Chicken kebab at Med Cezir.

Now I talk about research a lot, but researching food is one of the most important things one can do.  I couldn’t possibly take a trip with zero knowledge of the local flavors.  I mostly use Trip Advisor to find highly rated eateries, then I’ll make a list of places to dine but never fully hold myself to it (I refuse to be overly structured when I travel).  Trip Advisor also has several offline city guides that’ll allow any traveler to find restaurants on a GPS equipped smartphone without cel service.  I used the Istanbul guide several times to locate what I felt would be gastronomical wins for me.  Thanks to my planning, I had far more hits when it came to my dining experiences than misses.  So, let me point out the restaurants I’d recommend if you ever visit Istanbul.

  1. Med Cezir was just around the corner from my hotel and the place I dined the most, 4 visits to be exact.  I found the food to be simple yet delicious.  This place is not fancy, it was affordable and reliable, two things I look for in a restaurant.  The service was attentive and the manager enjoys a good conversation with his guests.  My favorite meals there were chicken kebabs and a spicy lamb pidé (something of a Turkish pizza without cheese).
  2. The House Café is located along the famed İstiklal Avenue pedestrian zone.  Their outside seating provides you with a great opportunity to people watch while dining on an eclectic menu of international foods.  So it wasn’t Turkish food, but it was still damn good.  I enjoyed one of their customized lemonades, delicious grilled chicken, and a pear salad.  Reviewers complain about the prices, but I always plan on eating a couple of expensive meals each trip and had no complaints here.
  3. Galata Meyhanesi specializes in mezes, Turkey’s answer to Spain’s tapas.  These little plates of deliciousness are varied and plentiful.  There is also live music and plenty of dancing to be had once the raki has taken hold of you.  Raki is a love or hate alcoholic drink flavored with anise, and since I have a taste for licorice, I found it easy and enjoyable to drink.  On that night, after only a few drinks, I surrendered to the Raki and danced the night away to traditional Turkish music.

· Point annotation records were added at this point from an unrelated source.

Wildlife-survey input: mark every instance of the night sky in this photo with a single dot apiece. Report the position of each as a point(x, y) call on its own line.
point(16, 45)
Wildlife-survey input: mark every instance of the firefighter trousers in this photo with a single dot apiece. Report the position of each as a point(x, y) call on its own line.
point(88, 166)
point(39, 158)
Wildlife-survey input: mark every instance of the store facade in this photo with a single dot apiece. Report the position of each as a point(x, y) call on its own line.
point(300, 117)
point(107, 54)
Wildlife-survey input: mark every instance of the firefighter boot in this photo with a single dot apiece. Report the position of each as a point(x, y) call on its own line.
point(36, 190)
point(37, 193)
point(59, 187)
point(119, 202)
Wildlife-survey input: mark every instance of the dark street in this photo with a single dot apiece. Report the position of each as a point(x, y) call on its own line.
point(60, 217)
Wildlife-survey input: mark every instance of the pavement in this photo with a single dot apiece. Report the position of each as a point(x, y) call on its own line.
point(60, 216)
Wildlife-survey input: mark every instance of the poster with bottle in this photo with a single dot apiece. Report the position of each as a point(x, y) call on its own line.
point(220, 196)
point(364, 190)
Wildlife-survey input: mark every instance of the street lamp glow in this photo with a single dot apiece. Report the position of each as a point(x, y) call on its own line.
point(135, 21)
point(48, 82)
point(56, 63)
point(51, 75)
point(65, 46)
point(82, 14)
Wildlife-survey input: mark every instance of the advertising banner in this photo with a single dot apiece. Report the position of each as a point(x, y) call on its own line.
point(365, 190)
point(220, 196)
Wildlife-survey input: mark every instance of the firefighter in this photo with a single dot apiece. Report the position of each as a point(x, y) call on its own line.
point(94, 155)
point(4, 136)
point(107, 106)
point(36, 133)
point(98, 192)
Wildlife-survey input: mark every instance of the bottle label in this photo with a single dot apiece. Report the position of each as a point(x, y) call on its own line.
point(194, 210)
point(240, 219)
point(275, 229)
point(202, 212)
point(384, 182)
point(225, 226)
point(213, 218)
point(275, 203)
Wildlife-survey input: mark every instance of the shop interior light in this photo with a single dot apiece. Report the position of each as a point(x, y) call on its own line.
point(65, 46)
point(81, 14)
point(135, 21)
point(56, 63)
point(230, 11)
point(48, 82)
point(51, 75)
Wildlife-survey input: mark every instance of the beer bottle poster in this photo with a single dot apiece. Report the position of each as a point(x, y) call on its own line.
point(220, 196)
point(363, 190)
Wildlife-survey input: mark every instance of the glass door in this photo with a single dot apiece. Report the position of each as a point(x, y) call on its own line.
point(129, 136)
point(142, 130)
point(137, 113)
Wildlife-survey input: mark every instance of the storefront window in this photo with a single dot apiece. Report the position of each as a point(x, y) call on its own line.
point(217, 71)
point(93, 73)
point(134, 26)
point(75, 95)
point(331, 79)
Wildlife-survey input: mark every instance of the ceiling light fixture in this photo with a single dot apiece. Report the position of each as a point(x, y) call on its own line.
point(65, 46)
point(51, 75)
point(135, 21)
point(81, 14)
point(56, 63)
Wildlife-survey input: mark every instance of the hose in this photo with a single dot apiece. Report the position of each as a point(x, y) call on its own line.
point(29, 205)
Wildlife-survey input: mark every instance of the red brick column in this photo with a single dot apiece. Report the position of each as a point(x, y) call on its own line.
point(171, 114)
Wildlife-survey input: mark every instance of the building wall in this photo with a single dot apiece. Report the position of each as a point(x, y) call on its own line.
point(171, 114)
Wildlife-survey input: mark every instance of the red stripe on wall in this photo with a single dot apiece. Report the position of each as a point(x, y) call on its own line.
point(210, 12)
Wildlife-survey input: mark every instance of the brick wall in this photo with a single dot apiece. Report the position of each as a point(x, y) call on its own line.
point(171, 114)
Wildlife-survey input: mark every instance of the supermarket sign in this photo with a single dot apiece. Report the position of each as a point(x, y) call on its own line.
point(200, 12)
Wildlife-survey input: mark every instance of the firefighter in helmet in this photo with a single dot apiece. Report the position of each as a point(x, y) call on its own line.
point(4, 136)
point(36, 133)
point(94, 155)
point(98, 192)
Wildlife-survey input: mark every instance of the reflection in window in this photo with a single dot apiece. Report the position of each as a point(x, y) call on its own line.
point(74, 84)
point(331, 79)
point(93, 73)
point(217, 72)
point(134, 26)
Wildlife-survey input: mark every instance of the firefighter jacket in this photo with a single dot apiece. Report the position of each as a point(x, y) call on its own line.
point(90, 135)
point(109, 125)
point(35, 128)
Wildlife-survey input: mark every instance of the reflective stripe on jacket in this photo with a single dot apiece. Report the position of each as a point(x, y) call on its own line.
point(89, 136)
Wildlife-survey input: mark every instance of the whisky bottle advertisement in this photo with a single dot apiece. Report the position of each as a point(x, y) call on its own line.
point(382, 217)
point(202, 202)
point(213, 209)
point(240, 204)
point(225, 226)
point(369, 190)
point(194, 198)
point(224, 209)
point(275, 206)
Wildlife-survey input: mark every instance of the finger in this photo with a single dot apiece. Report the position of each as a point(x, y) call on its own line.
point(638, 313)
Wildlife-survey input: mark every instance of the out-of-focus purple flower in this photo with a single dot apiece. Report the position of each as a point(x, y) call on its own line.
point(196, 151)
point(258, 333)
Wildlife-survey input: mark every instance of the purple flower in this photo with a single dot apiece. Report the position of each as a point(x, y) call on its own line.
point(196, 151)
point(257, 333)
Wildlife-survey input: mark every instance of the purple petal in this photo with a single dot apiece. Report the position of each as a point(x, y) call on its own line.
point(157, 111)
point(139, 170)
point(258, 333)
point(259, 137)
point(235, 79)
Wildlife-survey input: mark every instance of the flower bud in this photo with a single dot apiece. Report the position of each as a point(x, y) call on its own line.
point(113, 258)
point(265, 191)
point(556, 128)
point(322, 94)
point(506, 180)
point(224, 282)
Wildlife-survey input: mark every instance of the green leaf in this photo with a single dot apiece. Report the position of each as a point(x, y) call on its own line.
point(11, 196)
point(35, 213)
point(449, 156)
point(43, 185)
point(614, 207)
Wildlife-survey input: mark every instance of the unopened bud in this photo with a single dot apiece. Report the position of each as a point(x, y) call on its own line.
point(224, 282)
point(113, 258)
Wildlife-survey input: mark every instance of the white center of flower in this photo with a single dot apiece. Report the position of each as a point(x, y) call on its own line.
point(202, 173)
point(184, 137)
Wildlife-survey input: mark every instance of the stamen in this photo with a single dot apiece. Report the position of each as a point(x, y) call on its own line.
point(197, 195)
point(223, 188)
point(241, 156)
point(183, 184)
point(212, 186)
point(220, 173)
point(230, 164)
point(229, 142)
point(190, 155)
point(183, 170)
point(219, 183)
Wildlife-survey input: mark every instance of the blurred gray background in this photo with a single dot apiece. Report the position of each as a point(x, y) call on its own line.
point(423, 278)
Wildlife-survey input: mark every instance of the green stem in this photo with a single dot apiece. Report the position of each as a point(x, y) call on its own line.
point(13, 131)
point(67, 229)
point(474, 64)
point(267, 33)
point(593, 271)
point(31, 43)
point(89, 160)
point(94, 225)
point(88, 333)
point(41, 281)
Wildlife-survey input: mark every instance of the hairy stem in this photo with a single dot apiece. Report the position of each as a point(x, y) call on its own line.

    Typical Istanbul food cart.

    Typical Istanbul food cart.


Slicing lamb for a wrap or pita.

When it comes to eating on the go, Istanbul is filled with tasty offerings.  Among my favorite was the tortilla-like wrap filled with chicken or lamb freshly sliced from a spindle.  They don’t offer much in the way of flavor, but they were hearty.  I was easily filled up for only 4-6TL.  Another favorite of mine was the bagel-like sesame seed covered breads that were sold from small red carts conspicuous throughout the city.  There are actually several types of cart foods one can enjoy in Istanbul.  Vendor carts selling corn-on-the-cob and roasted chestnuts were also quite common.


Fresh squeezed pomegranate juice was a favorite of mine.

As for the need to quell my thirst, I couldn’t resist buying freshly squeezed pomegranate juice.  Honestly, I have never tried pomegranate juice before this trip.  That changed in dramatic fashion after my first cup, and with those little juice stalls everywhere, I seemed to always have it readily available.  Other prevalent drinks are tea and coffee.  Tea is tea, it’s served hot in a glass and saucer with a sugar cube.  Simple, yet delicious.  Turkish coffee is the more interesting of the two in my opinion.  Served in a small cup with saucer, Turkish coffee is sweet and strong.  The extremely fine ground coffee beans must be allowed to settle before you drink, don’t stir it or you’ll get a mouth-full of what can only be described as coffee mud.  Since you have to let it cool down anyway, time will allow the grounds to rest at the bottom of the cup.  I found it appalling that a country with such an amazing coffee drink was littered with Starbucks everywhere, blasphemy!  If you go to Istanbul and get a coffee at Starbucks then you are no longer my friend, you’ll be perpetuating a western coup of their traditional drink.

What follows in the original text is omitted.